Gibson has already begun designing and 3D-printing low-cost surgical models that can be distributed internationally. The beauty of this approach is that it doesn't require expensive simulators or specialized surgical instruments. Trainees simply need access to the models and a smartphone with a camera. The AI does the rest, providing the consistent, structured feedback that would normally require an expert surgeon to be present.

The project received a grant from the Association of Program Directors in Vascular Surgery (APDVS), recognizing its potential to address a critical gap in surgical education. Once the model has been fully validated, Gibson plans to expand its capabilities. One particularly innovative application involves using highly accurate 3D-printed models of a patient's specific anatomy to train the AI before surgery begins. This would allow the system to provide real-time guidance during actual vascular procedures, an approach that isn't possible with existing training methods.

"What this project offers is a truly deployable training resource. In many parts of the world, building a comprehensive surgical training program just isn't realistic, which leaves far too many patients untreated due to a lack of trained specialists," Gibson stated.

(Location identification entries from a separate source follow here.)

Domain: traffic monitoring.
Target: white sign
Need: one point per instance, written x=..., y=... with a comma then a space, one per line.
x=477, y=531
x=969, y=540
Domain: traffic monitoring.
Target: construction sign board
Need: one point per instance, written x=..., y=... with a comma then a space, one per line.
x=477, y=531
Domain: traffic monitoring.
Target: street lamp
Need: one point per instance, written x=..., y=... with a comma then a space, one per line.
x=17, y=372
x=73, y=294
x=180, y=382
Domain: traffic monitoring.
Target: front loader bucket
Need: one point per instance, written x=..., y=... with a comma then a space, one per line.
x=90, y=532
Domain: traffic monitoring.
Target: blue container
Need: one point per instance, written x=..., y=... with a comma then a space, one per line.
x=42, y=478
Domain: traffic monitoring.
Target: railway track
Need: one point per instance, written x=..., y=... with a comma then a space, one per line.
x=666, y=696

Keenan Gibson, Vascular Surgery Resident at UC Davis Health

The implications extend far beyond individual trainees. Better-trained surgeons lead to better patient outcomes, fewer complications, and more efficient procedures. In countries where surgical expertise is scarce, this technology could help close a critical gap in healthcare access. By making high-quality surgical education available to trainees regardless of their geographic location or access to senior surgeons, the AI system has the potential to improve surgical care for millions of patients worldwide.

Gibson's work represents a broader trend in healthcare technology: using artificial intelligence not to replace human expertise, but to democratize access to it. The system doesn't eliminate the need for experienced surgeons; instead, it extends their knowledge and standards to places where they simply can't be physically present. As the technology matures and becomes more widely adopted, it could fundamentally reshape how surgical training happens globally.